Sometimes, I think my fiancé and I might just be lucky. While that might be (somewhat) true, I also know that he and I were once single and unsure. We’ve had our share of crappy relationships and good ones. We’ve had our share of ‘bang buddies’ and beneficial friends. And when we met, somehow, without being limited by fears (and trust me, there were a lot of them) we decided that our relationship was important enough to take the risks.

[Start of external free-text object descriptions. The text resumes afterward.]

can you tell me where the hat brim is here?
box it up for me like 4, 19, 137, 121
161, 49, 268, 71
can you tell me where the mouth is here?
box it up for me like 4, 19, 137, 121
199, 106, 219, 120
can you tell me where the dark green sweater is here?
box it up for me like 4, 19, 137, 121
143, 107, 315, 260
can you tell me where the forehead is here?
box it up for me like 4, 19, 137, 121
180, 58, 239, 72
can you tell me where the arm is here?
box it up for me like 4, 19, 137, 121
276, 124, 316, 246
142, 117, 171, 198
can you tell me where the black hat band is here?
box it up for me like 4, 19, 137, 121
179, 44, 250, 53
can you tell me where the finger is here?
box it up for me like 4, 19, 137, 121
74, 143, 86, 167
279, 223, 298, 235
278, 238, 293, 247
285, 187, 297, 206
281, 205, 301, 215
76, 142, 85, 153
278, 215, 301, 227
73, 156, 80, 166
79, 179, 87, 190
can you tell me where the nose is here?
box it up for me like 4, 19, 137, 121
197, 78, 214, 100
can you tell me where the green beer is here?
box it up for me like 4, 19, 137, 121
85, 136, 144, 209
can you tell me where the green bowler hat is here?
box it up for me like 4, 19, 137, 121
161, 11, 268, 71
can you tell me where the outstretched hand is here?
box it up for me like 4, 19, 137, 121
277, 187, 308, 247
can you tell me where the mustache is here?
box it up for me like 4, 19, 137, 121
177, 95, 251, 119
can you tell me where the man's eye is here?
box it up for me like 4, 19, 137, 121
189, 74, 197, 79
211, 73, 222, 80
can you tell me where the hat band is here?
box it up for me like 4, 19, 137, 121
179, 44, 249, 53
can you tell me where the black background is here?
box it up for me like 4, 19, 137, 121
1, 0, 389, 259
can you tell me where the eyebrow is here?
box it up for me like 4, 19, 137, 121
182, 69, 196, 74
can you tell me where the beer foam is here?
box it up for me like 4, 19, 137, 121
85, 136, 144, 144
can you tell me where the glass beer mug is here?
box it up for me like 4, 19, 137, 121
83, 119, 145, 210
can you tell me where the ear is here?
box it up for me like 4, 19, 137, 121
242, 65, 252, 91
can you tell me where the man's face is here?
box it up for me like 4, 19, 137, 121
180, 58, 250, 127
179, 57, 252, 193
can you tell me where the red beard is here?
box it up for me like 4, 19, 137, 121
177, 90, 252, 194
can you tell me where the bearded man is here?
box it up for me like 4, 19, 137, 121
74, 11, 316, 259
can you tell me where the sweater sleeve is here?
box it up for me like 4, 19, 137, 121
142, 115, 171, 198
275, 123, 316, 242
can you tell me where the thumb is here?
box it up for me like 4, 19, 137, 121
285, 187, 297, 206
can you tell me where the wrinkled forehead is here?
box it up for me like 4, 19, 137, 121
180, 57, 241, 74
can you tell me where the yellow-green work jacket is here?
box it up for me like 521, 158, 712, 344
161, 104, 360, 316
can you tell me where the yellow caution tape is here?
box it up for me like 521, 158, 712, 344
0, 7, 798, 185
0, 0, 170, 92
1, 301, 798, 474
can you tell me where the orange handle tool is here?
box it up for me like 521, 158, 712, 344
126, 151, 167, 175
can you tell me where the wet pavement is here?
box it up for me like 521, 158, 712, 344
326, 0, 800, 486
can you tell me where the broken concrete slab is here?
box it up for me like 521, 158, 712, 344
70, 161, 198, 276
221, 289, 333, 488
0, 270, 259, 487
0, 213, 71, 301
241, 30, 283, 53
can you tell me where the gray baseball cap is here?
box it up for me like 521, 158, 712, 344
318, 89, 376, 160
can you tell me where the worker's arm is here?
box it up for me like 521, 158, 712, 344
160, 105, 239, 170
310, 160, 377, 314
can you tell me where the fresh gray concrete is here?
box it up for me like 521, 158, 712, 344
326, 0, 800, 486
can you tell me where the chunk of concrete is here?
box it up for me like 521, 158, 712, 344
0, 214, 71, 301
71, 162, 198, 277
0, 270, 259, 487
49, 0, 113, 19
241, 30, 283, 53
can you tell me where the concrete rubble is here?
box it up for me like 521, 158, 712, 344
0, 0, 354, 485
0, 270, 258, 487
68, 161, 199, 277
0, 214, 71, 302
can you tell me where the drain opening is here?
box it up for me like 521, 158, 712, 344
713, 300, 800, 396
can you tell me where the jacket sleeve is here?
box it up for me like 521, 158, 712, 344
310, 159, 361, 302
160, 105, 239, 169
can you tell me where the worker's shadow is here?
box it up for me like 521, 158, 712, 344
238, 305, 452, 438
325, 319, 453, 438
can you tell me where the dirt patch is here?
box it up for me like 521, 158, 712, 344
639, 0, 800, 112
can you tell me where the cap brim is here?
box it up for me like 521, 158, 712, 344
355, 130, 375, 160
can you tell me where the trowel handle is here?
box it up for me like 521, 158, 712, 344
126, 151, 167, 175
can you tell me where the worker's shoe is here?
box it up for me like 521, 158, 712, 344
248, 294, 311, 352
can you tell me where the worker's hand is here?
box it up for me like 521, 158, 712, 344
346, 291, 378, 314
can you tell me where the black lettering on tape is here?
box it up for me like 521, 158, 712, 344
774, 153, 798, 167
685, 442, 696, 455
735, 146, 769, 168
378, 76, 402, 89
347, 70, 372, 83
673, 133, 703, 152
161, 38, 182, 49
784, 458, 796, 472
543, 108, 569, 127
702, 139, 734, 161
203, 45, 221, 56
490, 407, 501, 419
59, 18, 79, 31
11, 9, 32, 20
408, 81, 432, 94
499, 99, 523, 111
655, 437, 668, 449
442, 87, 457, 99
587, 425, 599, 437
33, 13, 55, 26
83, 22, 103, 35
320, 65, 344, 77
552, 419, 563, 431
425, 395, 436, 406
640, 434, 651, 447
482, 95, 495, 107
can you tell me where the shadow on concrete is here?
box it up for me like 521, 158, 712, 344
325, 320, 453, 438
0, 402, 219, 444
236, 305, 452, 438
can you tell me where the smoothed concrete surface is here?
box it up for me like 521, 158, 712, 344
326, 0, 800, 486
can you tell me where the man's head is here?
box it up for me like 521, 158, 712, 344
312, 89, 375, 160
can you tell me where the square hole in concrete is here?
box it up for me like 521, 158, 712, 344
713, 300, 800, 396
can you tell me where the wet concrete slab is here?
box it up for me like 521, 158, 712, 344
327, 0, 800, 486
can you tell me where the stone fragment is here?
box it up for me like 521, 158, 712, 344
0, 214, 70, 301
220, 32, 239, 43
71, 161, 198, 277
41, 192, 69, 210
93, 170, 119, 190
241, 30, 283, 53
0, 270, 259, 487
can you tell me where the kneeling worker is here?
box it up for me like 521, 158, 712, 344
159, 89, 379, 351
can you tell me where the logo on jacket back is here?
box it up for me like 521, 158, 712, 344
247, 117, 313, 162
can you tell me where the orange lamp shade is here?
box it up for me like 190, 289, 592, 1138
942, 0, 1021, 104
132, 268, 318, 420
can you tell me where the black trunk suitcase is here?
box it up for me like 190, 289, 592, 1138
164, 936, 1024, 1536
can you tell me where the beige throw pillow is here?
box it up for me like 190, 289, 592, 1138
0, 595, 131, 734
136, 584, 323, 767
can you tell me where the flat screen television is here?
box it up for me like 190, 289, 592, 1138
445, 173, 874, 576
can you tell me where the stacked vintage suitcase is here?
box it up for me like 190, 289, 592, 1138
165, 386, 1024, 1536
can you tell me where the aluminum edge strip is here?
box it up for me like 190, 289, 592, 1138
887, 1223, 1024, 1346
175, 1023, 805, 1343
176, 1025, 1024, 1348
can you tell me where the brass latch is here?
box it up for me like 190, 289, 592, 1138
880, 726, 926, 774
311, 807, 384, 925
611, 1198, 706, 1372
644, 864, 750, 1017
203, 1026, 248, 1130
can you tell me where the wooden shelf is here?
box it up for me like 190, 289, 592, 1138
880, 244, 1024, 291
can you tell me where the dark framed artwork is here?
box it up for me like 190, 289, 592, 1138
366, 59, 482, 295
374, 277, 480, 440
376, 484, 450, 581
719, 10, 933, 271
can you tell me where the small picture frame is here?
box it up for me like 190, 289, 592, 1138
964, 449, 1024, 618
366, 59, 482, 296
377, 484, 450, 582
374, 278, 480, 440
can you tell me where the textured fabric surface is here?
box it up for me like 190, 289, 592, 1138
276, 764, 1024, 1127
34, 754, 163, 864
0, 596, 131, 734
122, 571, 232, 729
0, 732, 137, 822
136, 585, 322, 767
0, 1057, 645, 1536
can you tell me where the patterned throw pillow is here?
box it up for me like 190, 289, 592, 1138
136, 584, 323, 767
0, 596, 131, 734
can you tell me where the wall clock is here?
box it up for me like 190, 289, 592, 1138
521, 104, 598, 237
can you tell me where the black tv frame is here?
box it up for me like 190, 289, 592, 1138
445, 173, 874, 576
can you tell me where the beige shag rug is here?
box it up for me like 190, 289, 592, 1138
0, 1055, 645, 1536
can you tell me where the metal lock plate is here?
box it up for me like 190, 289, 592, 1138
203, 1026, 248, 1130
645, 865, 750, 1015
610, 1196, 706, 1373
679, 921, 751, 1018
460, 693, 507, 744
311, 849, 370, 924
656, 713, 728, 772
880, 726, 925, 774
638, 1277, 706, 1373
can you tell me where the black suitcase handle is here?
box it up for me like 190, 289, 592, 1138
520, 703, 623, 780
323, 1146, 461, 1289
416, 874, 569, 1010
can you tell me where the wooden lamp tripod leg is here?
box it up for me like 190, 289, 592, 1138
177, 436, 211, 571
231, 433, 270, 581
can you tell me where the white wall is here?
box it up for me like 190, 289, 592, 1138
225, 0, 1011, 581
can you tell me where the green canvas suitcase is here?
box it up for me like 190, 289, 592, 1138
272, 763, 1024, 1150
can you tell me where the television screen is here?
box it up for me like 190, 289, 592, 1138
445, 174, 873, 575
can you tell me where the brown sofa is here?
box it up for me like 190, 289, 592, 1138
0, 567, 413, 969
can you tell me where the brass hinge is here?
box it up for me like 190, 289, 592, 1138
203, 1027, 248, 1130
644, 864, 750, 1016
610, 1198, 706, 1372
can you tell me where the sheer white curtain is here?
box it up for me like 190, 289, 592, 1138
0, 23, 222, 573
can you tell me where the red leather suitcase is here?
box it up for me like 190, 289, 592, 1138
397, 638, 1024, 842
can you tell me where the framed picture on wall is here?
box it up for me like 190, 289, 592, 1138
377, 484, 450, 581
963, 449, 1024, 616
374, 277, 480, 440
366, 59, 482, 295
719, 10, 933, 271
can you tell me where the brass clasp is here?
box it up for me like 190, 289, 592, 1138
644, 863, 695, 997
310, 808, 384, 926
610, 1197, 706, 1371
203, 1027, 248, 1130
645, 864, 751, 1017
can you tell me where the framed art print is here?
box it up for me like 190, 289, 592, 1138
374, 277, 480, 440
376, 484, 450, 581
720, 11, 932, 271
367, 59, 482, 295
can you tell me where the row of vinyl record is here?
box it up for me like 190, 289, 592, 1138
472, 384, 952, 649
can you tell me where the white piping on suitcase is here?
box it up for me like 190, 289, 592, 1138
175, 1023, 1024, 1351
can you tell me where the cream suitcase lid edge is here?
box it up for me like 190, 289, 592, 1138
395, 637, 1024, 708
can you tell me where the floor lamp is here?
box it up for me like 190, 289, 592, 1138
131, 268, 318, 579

I guess that leads me to this conclusion: Wifeys, there will always be risk involved when we chose to ‘date’ (or not date?) someone new. From what I can gather, no matter what you decide to call it, each time you connect with someone, you give them a piece of yourself. Some of us are happy to leave scores of those pieces with dozens and dozens of people, and that’s fine! At the bottom of it all, being alive and forming relationships (of any kind) involves questioning and introspection. I don’t know where Izzy’s story ends, but I am certainly glad that she (and others like her) at least take the time to ask themselves what they want and what’s best for them.

In the meantime, I think I am comfortable saying that anti-dating is the new dating.


Deal with it! 😉

Until Next Week,

Carry on Wifeys.


Ms. (soon to Mrs.) Renai

🙂 ❤

*See what I did there…how I still managed to mention my engagement in a post that has little to do with it (or me). You sick of me yet? Hehe.